Yeah, there was one moment where we were all sitting around off set just chatting, waiting for the next set-up. One of the guys, Paul Whitehouse, is actually quite well-known for doing an impression of Michael Caine. We didn’t know if Michael knew that or not. There was one moment where we were sitting there and then Ray Winstone said, “Michael, you know that Paul does a good impression of you?” And Paul was horrified, but then Michael was like, “Go on then, let’s hear it.” It was a very amusing moment where Paul Whitehouse was doing an impression of Michael Caine for Michael Caine.
Did Michael approve?
He said he didn’t think it was very good, but I think he was being funny. Because obviously it was brilliant. It was fantastic.
What was the biggest challenge of the film?
It was trying to figure out who Basil was. Having so much information about the other guys and then there’s this fifth or sixth member who’s significantly younger and what was his role and why he was there and how did that come about? Obviously he had to be very technically savvy, because he was in charge of shutting down the alarms and all the technical stuff that those older guys didn’t know anything about. It was important he was sharp and really accomplished in that field, but then there was this other problem, which is “If he’s such a genius, why has he not got younger mates he can do this with?” It was trying to find that balance of someone who’s brilliant at what they do, but also maybe slightly weird enough that they’re not trusted.
What are you most excited for audiences to discover about the film?
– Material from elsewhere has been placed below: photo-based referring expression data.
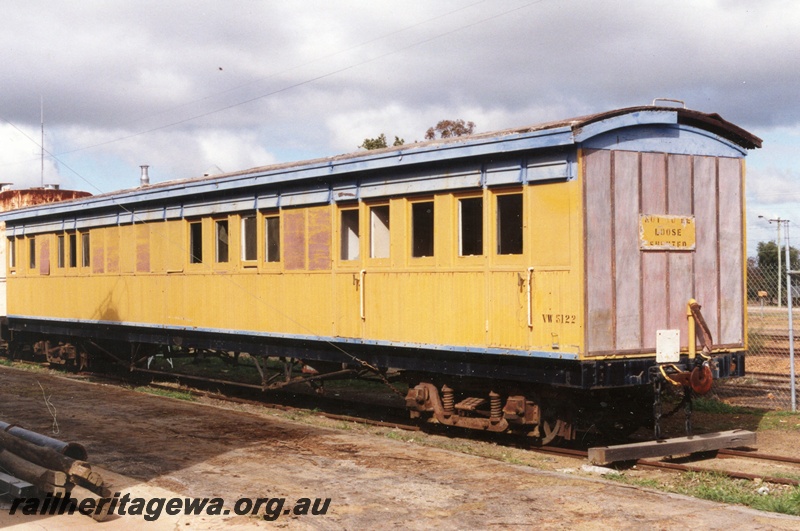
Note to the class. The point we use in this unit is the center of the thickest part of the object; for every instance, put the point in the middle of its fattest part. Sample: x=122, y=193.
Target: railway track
x=395, y=417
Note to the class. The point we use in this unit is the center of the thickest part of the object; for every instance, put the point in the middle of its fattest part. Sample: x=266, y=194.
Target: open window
x=62, y=254
x=196, y=242
x=379, y=242
x=470, y=226
x=32, y=253
x=422, y=229
x=249, y=238
x=12, y=253
x=73, y=249
x=349, y=235
x=509, y=224
x=272, y=226
x=221, y=245
x=85, y=250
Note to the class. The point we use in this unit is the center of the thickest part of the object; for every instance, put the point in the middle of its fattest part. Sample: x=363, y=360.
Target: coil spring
x=448, y=400
x=496, y=410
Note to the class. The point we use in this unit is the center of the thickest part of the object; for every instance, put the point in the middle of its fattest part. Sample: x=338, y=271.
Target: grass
x=179, y=395
x=719, y=488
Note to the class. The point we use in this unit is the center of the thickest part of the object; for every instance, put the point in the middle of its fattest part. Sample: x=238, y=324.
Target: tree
x=380, y=142
x=450, y=128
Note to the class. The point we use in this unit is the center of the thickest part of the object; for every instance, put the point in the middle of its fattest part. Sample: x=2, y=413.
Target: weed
x=179, y=395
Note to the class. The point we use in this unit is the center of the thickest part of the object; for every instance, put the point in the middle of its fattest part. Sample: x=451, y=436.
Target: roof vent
x=145, y=179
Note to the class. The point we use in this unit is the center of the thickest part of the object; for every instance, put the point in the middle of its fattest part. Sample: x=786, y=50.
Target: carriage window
x=422, y=229
x=221, y=231
x=379, y=232
x=61, y=253
x=249, y=238
x=196, y=242
x=350, y=235
x=86, y=250
x=32, y=253
x=273, y=231
x=470, y=222
x=73, y=250
x=509, y=224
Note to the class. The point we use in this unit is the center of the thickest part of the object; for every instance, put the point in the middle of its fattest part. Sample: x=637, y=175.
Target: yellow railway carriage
x=521, y=279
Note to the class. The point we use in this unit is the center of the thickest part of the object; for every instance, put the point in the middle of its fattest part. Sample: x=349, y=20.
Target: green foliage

The fact that it’s a true story. Often we go to the movies, and we’re transported to a whole new world and you buy into these larger-than-life situations and characters, and that’s entertainment, that’s why we go. But when you take a story like this and you remember that it happened, I think it’s extraordinary – these guys actually did this and now they’re all serving prison time. It’s just awful and wonderful and hilarious and tragic all at the same time.
You’ve learned your fair share of stunts courtesy of Daredevil – do you think you would make a good thief?
No, I think I’d be terrible. [Laughs] It’s why I like acting. If I ever have to lie in real life, I’m the worst liar. I just give myself away immediately. That’s why I like acting because when you’re acting, I can be a good liar weirdly, so no, I don’t think I would make a good thief.